Mr. Biden is hardly alone among members of Congress whose campaigns hold close ties to family. FEC records also show that Republican presidential candidate Sen. John McCain's political action committee, Straight Talk America, paid more than $15,000 in 2006 to his wife, Cindy.

McCain campaign spokesman Brian Rogers said the payment reimbursed Mrs. McCain for catering expenses she had covered in connection with an election night party.

The majority of Biden campaign money tied to family - $1.8 million - was for media consulting bills to Joe Slade White & Co., where Mrs. Owens is a top executive. The firm did not return telephone and e-mail messages.

Such payments usually include a large portion of "pass through" money, where the consulting company gets campaign cash then uses it to produce and buy political ads. Still, the consulting company usually keeps a portion of the money, Mr. Holman said.

"It's a lot of money either way," he said.

Other Biden campaign expenditures over the years included more than $50,000 in salary payments to Mr. Biden's sister. And the Washington lobbying and law firm of Oldaker, Biden & Belair, which Hunter Biden co-founded, has received more than $150,000 combined from Mr. Biden's presidential campaign fund and his political action committee, Unite Our States.

Dubbed "the rainmaker" by the nonpartisan Center for Public Integrity, William Oldaker is a registered lobbyist and a former FEC general counsel who has worked on numerous other political campaigns.

Obama aides say Hunter Biden never profited from any fees that the campaign paid to the firm.

"Bill Oldaker was Senator Biden´s counsel for his Senate races, not Hunter Biden. Hunter Biden didn´t make a dime from the firm's representation of Senator Biden because the firm´s partners share expenses but don´t share revenue unless they work on the representation," Mr. Wade said.

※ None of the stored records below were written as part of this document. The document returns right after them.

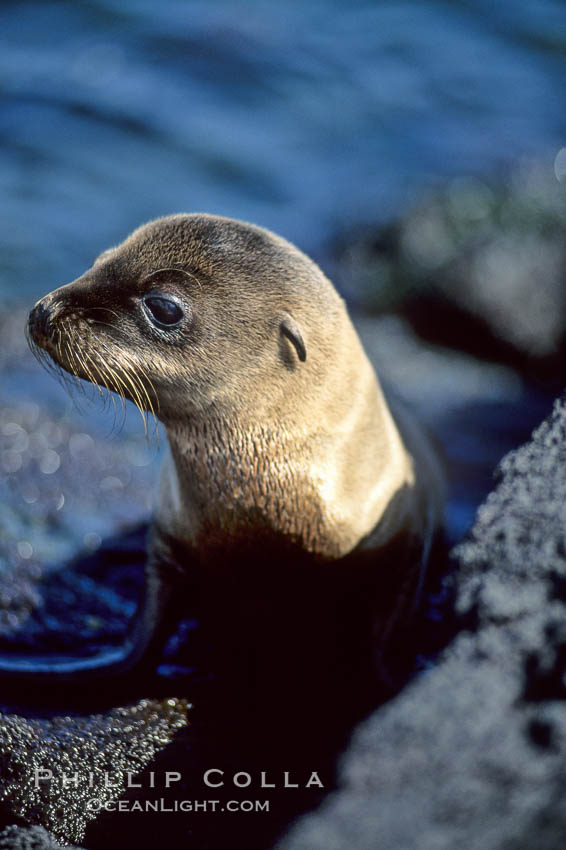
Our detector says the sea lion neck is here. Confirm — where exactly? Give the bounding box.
[159,395,418,565]
[161,413,341,559]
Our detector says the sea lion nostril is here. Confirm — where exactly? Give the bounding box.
[28,302,51,341]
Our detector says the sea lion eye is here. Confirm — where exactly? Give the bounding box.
[143,296,184,328]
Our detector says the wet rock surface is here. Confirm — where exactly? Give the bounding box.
[0,824,83,849]
[278,397,566,850]
[0,699,188,847]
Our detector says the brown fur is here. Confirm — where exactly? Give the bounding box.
[26,214,444,680]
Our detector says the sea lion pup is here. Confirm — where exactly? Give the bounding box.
[7,214,443,685]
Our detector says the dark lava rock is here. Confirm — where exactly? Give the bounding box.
[0,824,84,849]
[277,397,566,850]
[333,160,566,386]
[0,699,188,847]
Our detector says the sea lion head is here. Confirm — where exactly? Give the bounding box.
[26,213,439,572]
[27,214,344,425]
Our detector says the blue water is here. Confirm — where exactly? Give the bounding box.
[0,0,565,300]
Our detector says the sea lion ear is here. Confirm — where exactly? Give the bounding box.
[279,314,307,363]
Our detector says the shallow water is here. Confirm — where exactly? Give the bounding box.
[0,0,565,300]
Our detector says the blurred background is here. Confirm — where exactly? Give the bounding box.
[1,0,565,300]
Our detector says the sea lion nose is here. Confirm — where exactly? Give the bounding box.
[28,300,52,342]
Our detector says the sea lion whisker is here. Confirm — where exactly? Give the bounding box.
[55,326,63,364]
[86,306,122,322]
[85,347,129,432]
[82,321,163,431]
[92,338,128,391]
[125,359,160,443]
[87,317,122,333]
[62,339,92,410]
[93,335,160,439]
[87,325,154,420]
[127,368,152,436]
[63,337,84,389]
[78,345,104,397]
[93,346,130,417]
[82,343,116,408]
[86,318,167,421]
[120,361,160,444]
[120,349,160,418]
[101,352,149,435]
[65,334,132,432]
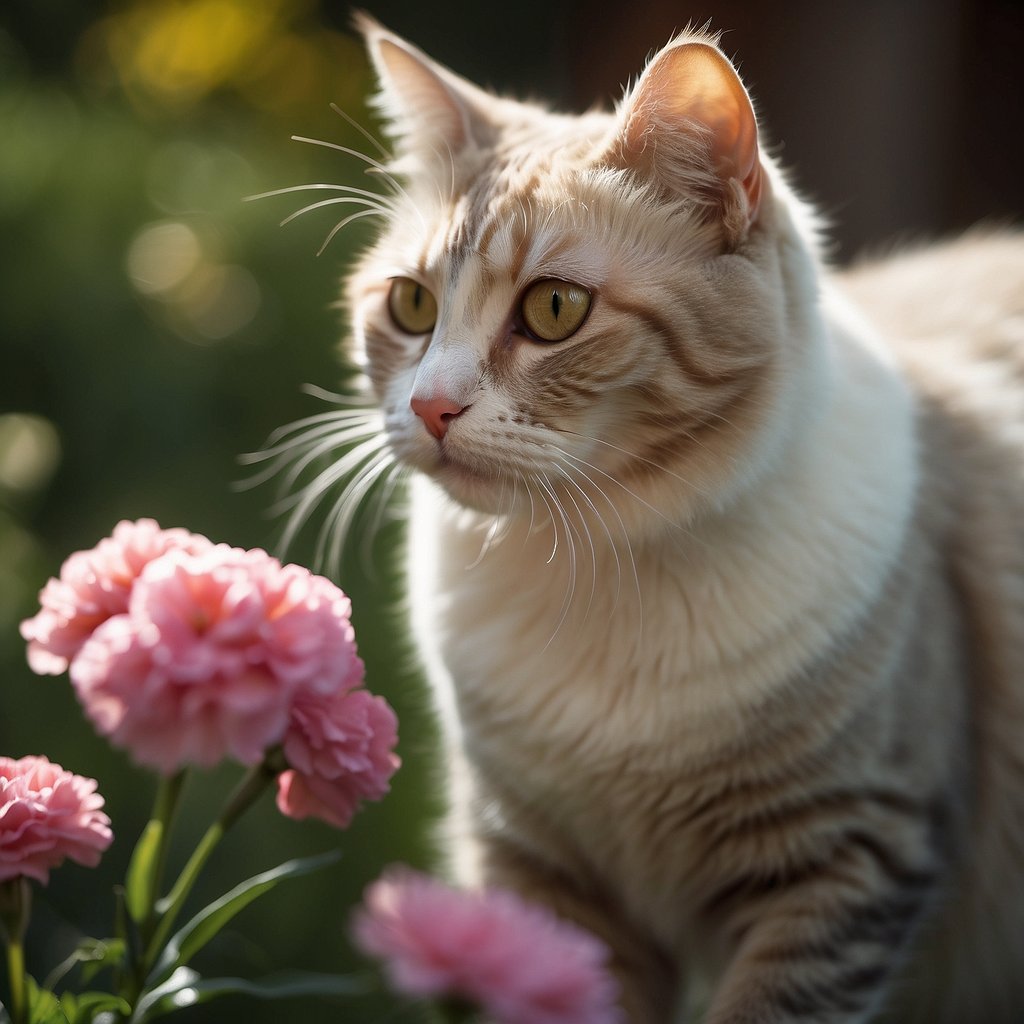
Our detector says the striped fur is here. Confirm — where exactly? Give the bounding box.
[342,19,1024,1023]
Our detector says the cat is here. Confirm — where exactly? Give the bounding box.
[318,15,1024,1023]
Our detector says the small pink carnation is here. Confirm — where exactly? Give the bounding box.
[352,869,624,1024]
[20,519,210,675]
[0,755,113,885]
[276,688,399,828]
[69,544,361,774]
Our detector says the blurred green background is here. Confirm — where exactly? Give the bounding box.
[1,0,1019,1021]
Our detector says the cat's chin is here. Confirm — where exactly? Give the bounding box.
[425,456,518,515]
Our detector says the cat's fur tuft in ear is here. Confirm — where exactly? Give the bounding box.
[610,34,764,241]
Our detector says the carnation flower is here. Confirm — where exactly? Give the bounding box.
[277,688,399,828]
[20,519,210,675]
[68,543,362,774]
[0,756,113,885]
[352,869,623,1024]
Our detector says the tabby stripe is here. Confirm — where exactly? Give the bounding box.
[601,294,747,387]
[842,828,938,890]
[702,823,936,921]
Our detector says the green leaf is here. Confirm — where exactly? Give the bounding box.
[125,820,166,924]
[148,849,342,985]
[66,992,131,1024]
[140,971,370,1020]
[25,977,67,1024]
[130,967,198,1024]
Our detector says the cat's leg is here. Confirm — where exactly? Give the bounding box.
[698,828,941,1024]
[478,836,679,1024]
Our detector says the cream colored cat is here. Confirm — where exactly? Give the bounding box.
[333,17,1024,1023]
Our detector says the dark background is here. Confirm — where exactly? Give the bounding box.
[0,1,1020,1022]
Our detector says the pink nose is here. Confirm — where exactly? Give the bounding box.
[410,395,467,440]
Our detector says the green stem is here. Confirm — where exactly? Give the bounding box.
[140,770,187,943]
[5,939,26,1024]
[0,878,30,1024]
[142,754,281,972]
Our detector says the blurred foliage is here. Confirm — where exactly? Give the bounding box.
[0,2,441,1021]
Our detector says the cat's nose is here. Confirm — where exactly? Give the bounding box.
[410,395,467,440]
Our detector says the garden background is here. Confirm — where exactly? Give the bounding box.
[1,1,1020,1021]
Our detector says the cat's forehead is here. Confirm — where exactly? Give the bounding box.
[384,110,632,282]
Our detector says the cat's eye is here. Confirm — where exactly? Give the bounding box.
[388,277,438,334]
[521,279,592,342]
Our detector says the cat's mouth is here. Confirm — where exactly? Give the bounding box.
[431,447,518,513]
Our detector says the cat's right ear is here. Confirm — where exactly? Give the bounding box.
[355,12,493,158]
[606,33,764,243]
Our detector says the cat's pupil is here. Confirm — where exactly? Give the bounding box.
[413,284,422,309]
[551,290,561,320]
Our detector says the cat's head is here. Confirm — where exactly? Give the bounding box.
[344,17,822,539]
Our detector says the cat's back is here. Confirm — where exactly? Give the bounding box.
[839,232,1024,1021]
[837,231,1024,382]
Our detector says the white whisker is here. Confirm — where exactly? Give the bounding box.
[317,208,387,256]
[553,426,709,496]
[319,449,396,570]
[281,194,392,226]
[549,451,643,634]
[329,102,391,159]
[554,465,597,622]
[537,470,577,650]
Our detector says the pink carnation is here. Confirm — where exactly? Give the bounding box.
[69,544,361,774]
[20,519,210,675]
[352,869,623,1024]
[0,756,113,885]
[277,688,399,828]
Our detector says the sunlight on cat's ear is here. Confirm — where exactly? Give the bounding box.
[611,35,763,240]
[355,11,490,159]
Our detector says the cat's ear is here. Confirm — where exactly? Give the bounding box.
[609,35,763,240]
[355,12,494,158]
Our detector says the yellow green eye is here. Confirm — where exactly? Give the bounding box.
[388,277,437,334]
[521,279,592,342]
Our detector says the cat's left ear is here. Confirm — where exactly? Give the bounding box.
[609,35,764,241]
[356,12,495,158]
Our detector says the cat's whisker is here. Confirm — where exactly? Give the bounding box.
[317,208,389,256]
[245,183,394,207]
[236,421,379,493]
[555,462,622,617]
[255,407,379,450]
[241,418,376,470]
[549,452,642,635]
[522,477,539,552]
[318,448,396,572]
[291,133,426,237]
[280,194,393,227]
[532,472,559,565]
[554,465,598,623]
[466,516,502,571]
[299,383,376,406]
[273,434,386,532]
[466,470,518,569]
[329,102,392,160]
[290,135,410,204]
[274,424,385,496]
[552,426,711,498]
[547,443,683,534]
[537,470,578,650]
[365,459,409,548]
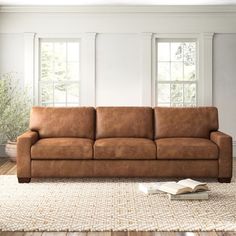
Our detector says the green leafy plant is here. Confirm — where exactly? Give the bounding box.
[0,72,31,143]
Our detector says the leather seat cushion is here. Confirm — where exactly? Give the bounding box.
[155,138,218,160]
[94,138,156,160]
[31,138,93,160]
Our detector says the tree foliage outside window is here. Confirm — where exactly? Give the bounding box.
[40,40,80,107]
[157,41,197,107]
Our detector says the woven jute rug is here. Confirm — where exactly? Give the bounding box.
[0,174,236,231]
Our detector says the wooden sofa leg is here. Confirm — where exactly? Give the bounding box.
[18,177,31,183]
[218,177,231,183]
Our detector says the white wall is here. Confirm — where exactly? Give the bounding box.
[0,7,236,156]
[0,33,24,75]
[96,34,141,106]
[213,33,236,156]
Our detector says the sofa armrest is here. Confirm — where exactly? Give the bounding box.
[210,131,232,179]
[17,131,39,179]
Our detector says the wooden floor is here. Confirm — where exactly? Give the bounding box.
[0,158,235,236]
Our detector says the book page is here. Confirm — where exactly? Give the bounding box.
[159,182,192,195]
[177,178,208,192]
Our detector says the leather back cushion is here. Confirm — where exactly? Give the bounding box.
[30,107,95,139]
[96,107,154,139]
[154,107,218,139]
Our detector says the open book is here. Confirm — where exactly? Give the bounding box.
[158,178,209,195]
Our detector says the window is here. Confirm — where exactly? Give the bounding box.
[39,39,80,106]
[156,40,197,107]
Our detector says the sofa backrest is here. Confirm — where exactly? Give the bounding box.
[30,107,95,139]
[96,107,153,139]
[154,107,218,139]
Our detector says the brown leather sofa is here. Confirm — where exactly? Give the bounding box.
[17,106,233,183]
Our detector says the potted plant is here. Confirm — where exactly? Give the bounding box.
[0,72,31,162]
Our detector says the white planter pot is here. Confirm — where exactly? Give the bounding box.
[5,141,17,162]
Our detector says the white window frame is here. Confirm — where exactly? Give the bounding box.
[38,38,81,107]
[24,32,97,107]
[153,34,201,107]
[155,38,198,107]
[141,32,214,107]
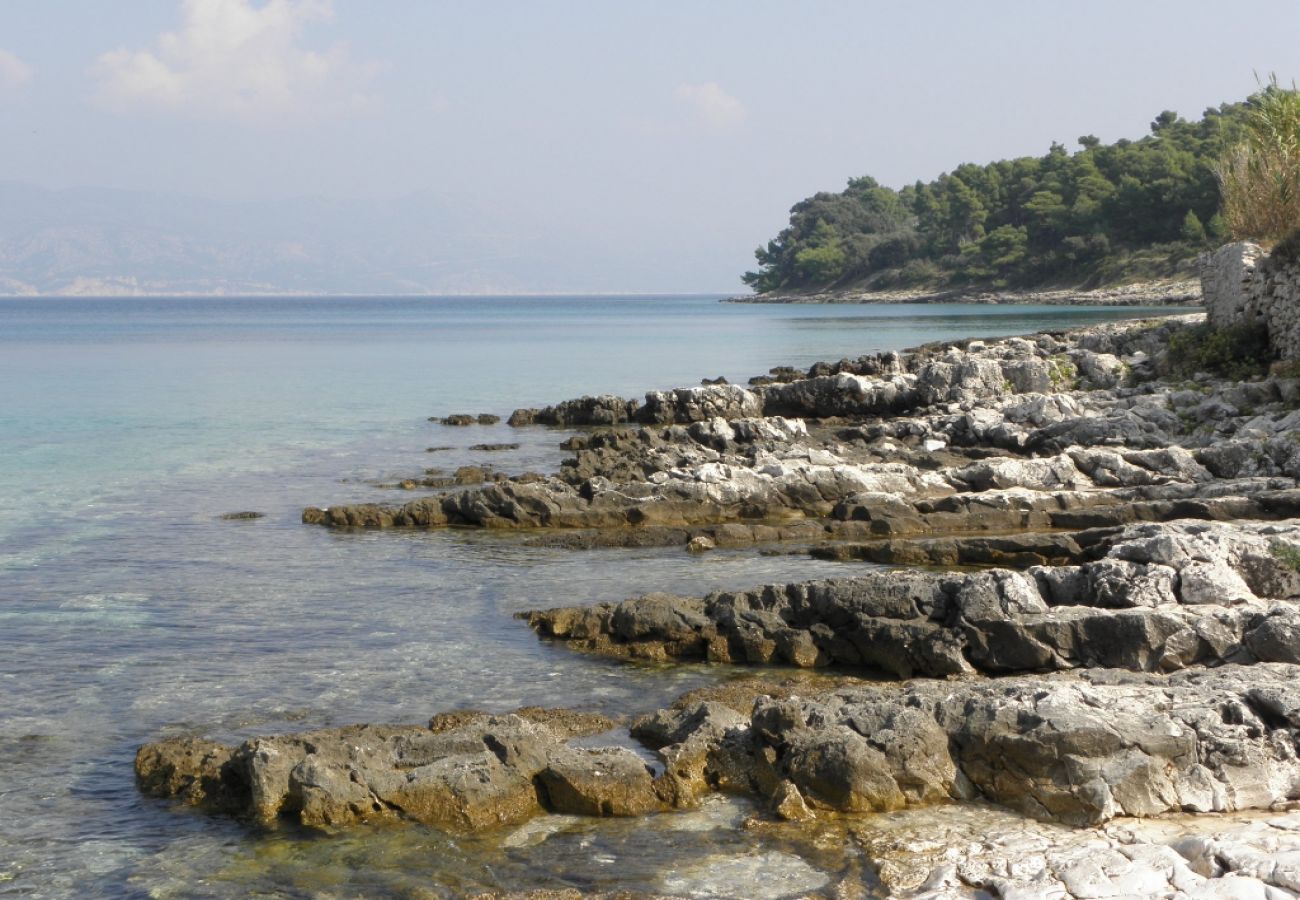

"In the case of Bill Oldaker´s election law practice, none of the revenue is shared with Hunter Biden. Bill represented Senator Biden´s Senate campaigns since before Hunter was old enough to vote."

The District-based Citizens for Responsibility and Ethics in Washington earlier this year issued a report that found 16 senators, including Mr. Biden and Mr. McCain, had paid one or more family members fees or salaries. The group's report, made public in February, analyzed campaign filings covering the 2002, 2004 and 2006 election cycles. It named 87 senators from all 50 states: 42 Democrats, 43 Republicans and two independents.

The CREW report listed Mr. Biden among the top five senators by salaries and fees paid to family members, saying he paid his sister and niece more than $50,000. It also listed Mr. Biden among the top five senators by payments to a family business or employer, with more than $40,000 paid to his son's firm.

The watchdog group also found that other Biden campaign cash paid reimbursement expenses for his sister, his wife, two of his sons, his brother and the senator.

The CREW report did not include payments from Mr. Biden's presidential campaign. But a review by The Washington Times of FEC campaign records as well and data compiled CQ MoneyLine and the Center for Responsive Politics - groups that track the flow of money in politics - found more than $1.8 million to Joe Slade White & Co. and more than $100,000 to Oldaker, Biden & Belair.

CREW also noted that at least 33 federal lobbyists, including, at the time, Hunter Biden, were registered with the federal government. Hunter Biden recently dropped his lobbying clients amid scrutiny about whether his work undermined Sen. Barack Obama's anti-lobbyist rhetoric on the campaign trail. Mr. Obama refuses money from federal lobbyists, saying they're a corrosive force in Washington.

Elected officials can hire family members for their campaigns at fair market value rates, but they are not allowed to convert campaign donations to "personal use" or hire family for their official congressional offices. Some observers say having family members on the campaign payroll blurs the lines of what's permissible.

"Technically, it's legal, but frankly, it doesn't pass the smell test," said Bruce Buchanan, a professor of government and presidential politics at the University of Texas at Austin. "That's why all the public interest groups flag it and report it. It feeds the public perception that politicians are ethically challenged."